19 Şubat 2012 Pazar

ahmet kılçıkçı'nın istifası











geçen hafta kendim olmaktan istifa ettim.geçen son bir haftaya dönüp bakıyorum da aslında ne de iyi yapmışım diyorum kendi kendime.
evden çıkıp öylece çekip gittim.istifam yurtta ve dünyada şaşkınlık yaratmadı.aslında kendim hariç istifamdan haberi olan biri de yoktu.
her şey 40 sene önce başladı.hayatım tuhaf tutarsız binlerce ayrıntıyla dolu.hangi birinden tutup anlatmaya başlayayım açıkçası bilmiyorum.özetle çok kötü bir çocukluğum oldu.çok kötü bir ergenlik geçirdim.ilk yetişkinliğim de berbattı.ne denediysem fayda etmedi.başka biri gibi davranmaya çalıştım olmadı.değişik sosyal gruplara girmeye çalıştım olmadı.kendimi kariyere vereyim dedim olmadı.kendimi işe vereyim dedim olmadı.ailemden nefret ettim işe yaramadı.özetle denemedğim hiç bir şey kalmadı.saç uzattım.bıyık bıraktım.kafamı kazıttım.tekrar saç uzattım.değişik sosyokültürel çevrelerden gelen hepsi farklı fiziksel özellikleri olan kızlarla çıktım.hepsinin sonu hüsrandı.girdiğim hiçbir işte dikiş tutturamadım.sonra yıllarca iş aradım.iş bulamadım.alsancak kıbrıs şehitlerinde kestane sattım.klasik gitara merak saldım.bir keresinde de franszcaya.bir keresinde kadın kılığına girip sokağa çıktım.olmuyordu.olmayınca olmuyordu.hiçbirinden kendimi bulamıyordum.

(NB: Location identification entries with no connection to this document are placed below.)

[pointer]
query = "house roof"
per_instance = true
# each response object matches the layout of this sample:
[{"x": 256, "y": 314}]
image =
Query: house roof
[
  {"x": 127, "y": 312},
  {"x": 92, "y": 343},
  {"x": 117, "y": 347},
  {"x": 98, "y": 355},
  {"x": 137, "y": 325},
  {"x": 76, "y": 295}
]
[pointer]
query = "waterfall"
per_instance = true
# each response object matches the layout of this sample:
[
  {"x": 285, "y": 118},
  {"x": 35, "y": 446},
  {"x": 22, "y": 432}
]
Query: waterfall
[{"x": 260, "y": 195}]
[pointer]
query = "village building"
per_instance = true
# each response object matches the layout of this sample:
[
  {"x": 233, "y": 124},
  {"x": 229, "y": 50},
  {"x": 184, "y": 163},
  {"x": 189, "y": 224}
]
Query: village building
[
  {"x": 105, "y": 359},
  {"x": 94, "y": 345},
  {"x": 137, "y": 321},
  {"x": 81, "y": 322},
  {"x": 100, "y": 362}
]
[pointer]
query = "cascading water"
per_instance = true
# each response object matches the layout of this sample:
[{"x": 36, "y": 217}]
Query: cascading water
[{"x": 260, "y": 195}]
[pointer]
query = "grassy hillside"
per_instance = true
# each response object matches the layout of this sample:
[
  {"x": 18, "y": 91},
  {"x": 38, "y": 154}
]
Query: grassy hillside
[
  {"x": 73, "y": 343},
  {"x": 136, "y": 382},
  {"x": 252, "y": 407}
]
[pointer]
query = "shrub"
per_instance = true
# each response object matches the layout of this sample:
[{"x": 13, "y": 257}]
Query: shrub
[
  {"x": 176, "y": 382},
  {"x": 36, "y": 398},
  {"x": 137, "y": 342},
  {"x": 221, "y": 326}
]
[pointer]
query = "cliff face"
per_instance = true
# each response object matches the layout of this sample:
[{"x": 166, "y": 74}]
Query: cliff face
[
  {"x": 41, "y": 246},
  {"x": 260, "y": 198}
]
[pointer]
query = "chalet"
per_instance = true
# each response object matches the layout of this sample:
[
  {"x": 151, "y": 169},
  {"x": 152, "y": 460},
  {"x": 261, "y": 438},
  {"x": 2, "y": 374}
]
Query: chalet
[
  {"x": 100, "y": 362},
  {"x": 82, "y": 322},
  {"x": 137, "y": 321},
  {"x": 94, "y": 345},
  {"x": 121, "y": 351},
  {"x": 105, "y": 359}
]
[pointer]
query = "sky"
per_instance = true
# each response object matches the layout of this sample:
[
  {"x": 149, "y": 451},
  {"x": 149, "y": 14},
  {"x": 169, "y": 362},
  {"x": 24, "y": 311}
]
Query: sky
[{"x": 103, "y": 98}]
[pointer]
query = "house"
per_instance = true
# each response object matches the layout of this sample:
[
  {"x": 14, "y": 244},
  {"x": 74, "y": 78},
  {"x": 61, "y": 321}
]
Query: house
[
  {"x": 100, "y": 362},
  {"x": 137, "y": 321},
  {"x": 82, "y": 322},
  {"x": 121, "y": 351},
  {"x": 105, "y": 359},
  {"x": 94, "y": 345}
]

liseden çok kötü bir notla mezun olmuş bir kaç sene üniversiteye girebilmek için yırtınıp durmuştum.ama ne kadar soru çözersem çözeyim bir türlü yetmiyordu puanım.en sonunda bir gün yetmişti.ama ben istediğim bir bölüm okumaktansa gidip saçma sapan uzak bir yerde gelecek kaygısına kapılarak başka bir bölüm okudum.sonra o bölüm de meğersem fısmış.sonra istediğim bölüme geri dönmek istediğimde ailemin artık çok geç demesiyle kendime gelmiştim.evet artık çok geçti.olmak istediğim biri olmayacaktım.ben de sadece biri olmaya karar verdim.ama onun önünde bile engeller vardı.ve sonra yıllar sürecek devlet memuru olma maratonum başladı.12 sene girdim memurluk sınavına arka arkaya.olmadı.sonra yaşım kırk oldu.yaşıtlarım çoluk çocuğa karışmışlardı çoktan.köydeki teyzemin salak oğlu bile bir iş güç sahibi olmuştu.şaka gibiydi her şey.sonra kırkıncı doğum günümde evden çıktım.öylece çıktım.cebimde para bile yoktu.yürüdüm saatlerce yürüdüm.
sonra artık ne kadar yürümüştüm saat kaç olmuştu farkında bile değilken o tabelayı gördüm.kocaman harflerle DİA yazıyordu.altında da sevimli karaketerlerle daha ucuzu yok... girdim içeri.bir şişe su aldım.sonra cipslerde indirim olduğunu gördüm.iki paket soğanlı iki paket de ketçaplı cips aldım.kasaya geldim.cüzdanım yanımdaydı.param yoktu ama dia kartımın yanımda olduğunu gördüm.ödedim.dükkandan çıktım.yürüyerek tekrar eve geldim.fox tvyi açtım.deniz yıldızı oynuyordu.oturup cipsimi yiyerek deniz yıldızını izlemeye başladım.annem kola ister misin diye sordu.olur dedim.